J’ai développé des maux de ventre, puis de l’asthme, qu’on a traité à l’aide de pompes et de médicaments. Étrangement, personne n’a cru bon de m’emmener consulter un psychologue. J’imagine que ce n’était pas une option aussi courante dans les années 80. Peut-être aussi qu’il était trop difficile pour mes parents de voir l’ampleur de ma souffrance. Comment peut-on admettre et gérer la souffrance d’une enfant aimée, élevée dans la ouate?
Mélissa aussi était envahie par la peur et l’angoisse. Les premières semaines, ça allait. Malgré les effets du cancer sur son corps, la maladie n’était pas encore visible. Pour masquer la peur, elle livrait un combat perdu d’avance contre sa compagnie d’assurance qui refusait de la dédommager pour sa perte de revenu. Mélissa avait quitté son emploi en janvier, deux mois avant de recevoir son diagnostic… Elle était déjà trop faible.
Je comprenais et je ressentais son désarroi. La situation était injuste et l’argent commençait réellement à manquer. Mais j’éprouvais un malaise. Mélissa était rongée par un cancer agressif, subissait une batterie de tests et commencerait sous peu la chimiothérapie. Était-ce vraiment à elle de se battre contre son assureur? D’amasser des preuves, de monter un dossier? Quelle injustice! Le fardeau de la maladie n’était-il pas assez grand?
Je m’assoyais tout près d’elle et je l’écoutais. Les encouragements me semblaient inopportuns, les mots vides de sens. J’ai compris bien plus tard que cette lutte était pour elle l’unique moyen de contrôler un tant soit peu son existence. Mélissa était une femme forte, habituée à gérer le moindre détail de sa vie. Or, elle n’avait aucune prise sur la maladie. Si vous avez déjà eu la sensation extrêmement désagréable que le sol se dérobe sous vos pieds, vous savez de quoi je parle.
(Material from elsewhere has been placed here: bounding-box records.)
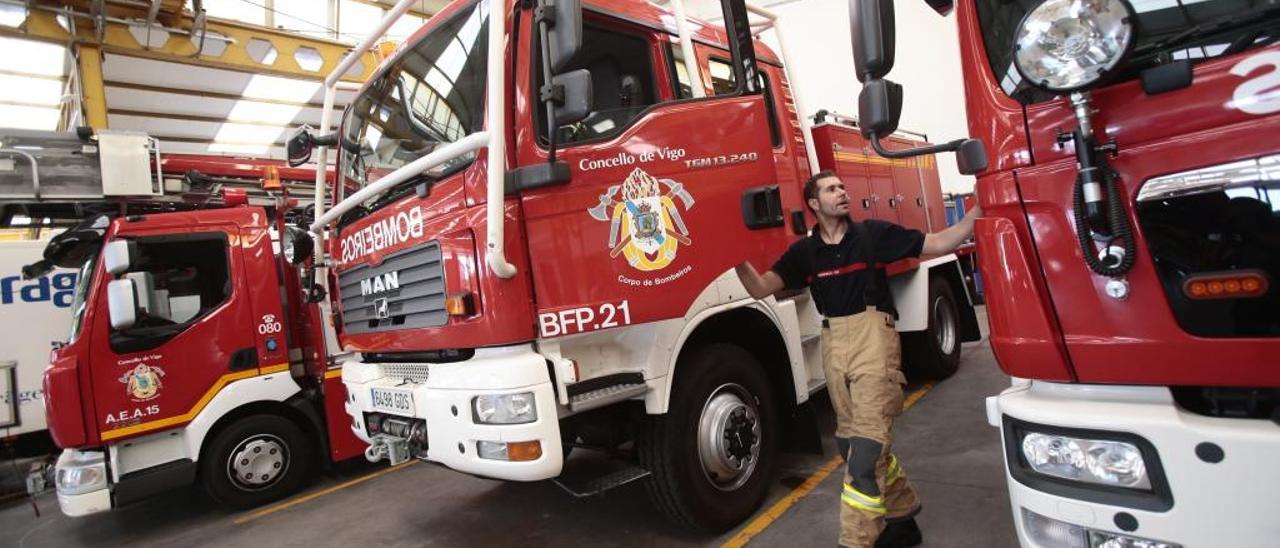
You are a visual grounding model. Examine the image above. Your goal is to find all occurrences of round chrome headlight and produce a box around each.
[1014,0,1133,92]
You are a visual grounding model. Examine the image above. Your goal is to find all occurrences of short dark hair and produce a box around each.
[804,169,840,213]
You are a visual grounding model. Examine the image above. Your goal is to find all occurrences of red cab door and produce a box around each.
[516,13,783,337]
[90,214,257,442]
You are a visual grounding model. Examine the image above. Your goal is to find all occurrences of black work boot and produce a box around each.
[876,517,924,548]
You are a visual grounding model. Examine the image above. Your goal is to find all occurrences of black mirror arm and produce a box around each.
[534,3,564,164]
[870,133,965,157]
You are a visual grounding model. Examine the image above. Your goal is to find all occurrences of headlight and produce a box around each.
[1021,431,1151,489]
[472,392,538,424]
[1023,508,1181,548]
[55,451,106,496]
[1014,0,1133,92]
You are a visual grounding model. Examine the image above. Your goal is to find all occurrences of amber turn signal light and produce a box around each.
[507,440,543,462]
[1183,270,1268,301]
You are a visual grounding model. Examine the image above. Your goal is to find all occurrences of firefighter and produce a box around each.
[737,172,982,548]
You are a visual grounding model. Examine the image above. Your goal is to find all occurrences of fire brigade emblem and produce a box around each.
[119,364,164,402]
[586,168,694,271]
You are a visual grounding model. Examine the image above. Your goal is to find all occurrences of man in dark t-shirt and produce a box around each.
[737,172,982,548]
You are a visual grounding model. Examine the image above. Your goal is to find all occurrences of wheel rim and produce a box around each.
[933,297,956,356]
[698,384,760,490]
[227,434,289,490]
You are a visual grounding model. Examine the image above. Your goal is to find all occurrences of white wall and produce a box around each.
[690,0,973,192]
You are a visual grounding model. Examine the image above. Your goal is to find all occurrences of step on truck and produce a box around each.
[289,0,978,530]
[0,129,364,516]
[852,0,1280,548]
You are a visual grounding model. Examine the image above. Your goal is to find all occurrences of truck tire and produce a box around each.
[902,278,960,382]
[200,415,315,508]
[640,343,778,533]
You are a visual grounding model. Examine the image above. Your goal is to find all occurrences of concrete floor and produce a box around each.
[0,309,1016,548]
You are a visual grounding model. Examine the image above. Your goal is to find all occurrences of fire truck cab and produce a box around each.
[304,0,977,530]
[0,131,362,516]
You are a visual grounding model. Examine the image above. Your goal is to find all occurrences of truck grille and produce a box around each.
[338,241,449,334]
[381,364,430,383]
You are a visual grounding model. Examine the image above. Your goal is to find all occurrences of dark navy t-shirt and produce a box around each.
[771,219,924,318]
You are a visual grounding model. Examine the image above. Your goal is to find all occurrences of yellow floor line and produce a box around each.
[721,383,933,548]
[234,461,419,525]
Son cancer vivait, grandissait en elle, envahissait son ventre. Elle était si mince que je pouvais le voir. Comme un renflement près de son nombril. Dire que trois ans auparavant, c’était un enfant qu’elle avait vu grandir là. C’était insoutenable!
La guerre que Mélissa menait contre son assureur lui permettait de croire en son avenir. En fait, elle devait y croire, pour elle et pour sa fille. Elle s’acharnait donc à préparer cet avenir en évitant le gouffre financier.
Quand j’y repense, je comprends parfaitement son indignation et la réaction qu’elle a eue face à cette injustice.
Pourtant, une question m’obsède : si sa peur n’avait pas été si grande, aurait-elle pu profiter davantage du peu de vie qu’il lui restait?
Ani Blanchette dit :
Je crois belle Judith que tu as trouvé ta voie! Tu es faite pour écrire, moi je te lirai toujours avec le même engouement! Merci d’être vraie et si efficace à nous faire ressentir les choses!
Judith Proulx dit :
Merci Ani!
Courteau Carole dit :
J’ai lu tout tes textes,tu as une superbe plume Judith continue ton beau travail,c’est vraiment intéressant plaisant et touchant de te lire!!!!!!
Andrée Côté dit :
La peur fait perdre nos moyens.. mais on ne peut éviter l’inévitable. Alors que faire?
Je suis face à une réalité que je n’aime pas mais puis-je reculer dans le temps. Alors la vie est en avant, demain et après-demain et la suite.
L’optimisme et l’acceptation font faire des miracles. On est face à un choix: refuser ou accepter. Moi je me suis dit que j’ai encore des choses à faire et des messages à propager. Donc mon heure est loin d’être arrivée…
Judith Proulx dit :
Bravo Andrée! Oui, la vie est devant nous et on peut négocier nos virages. On a ce pouvoir de créer notre vie, mais c’est parfois déstabilisant, apeurant, car toutes sortes de barrières s’élèvent sur la route. Et, les plus hautes sont celles qu’on retrouve au-dedans.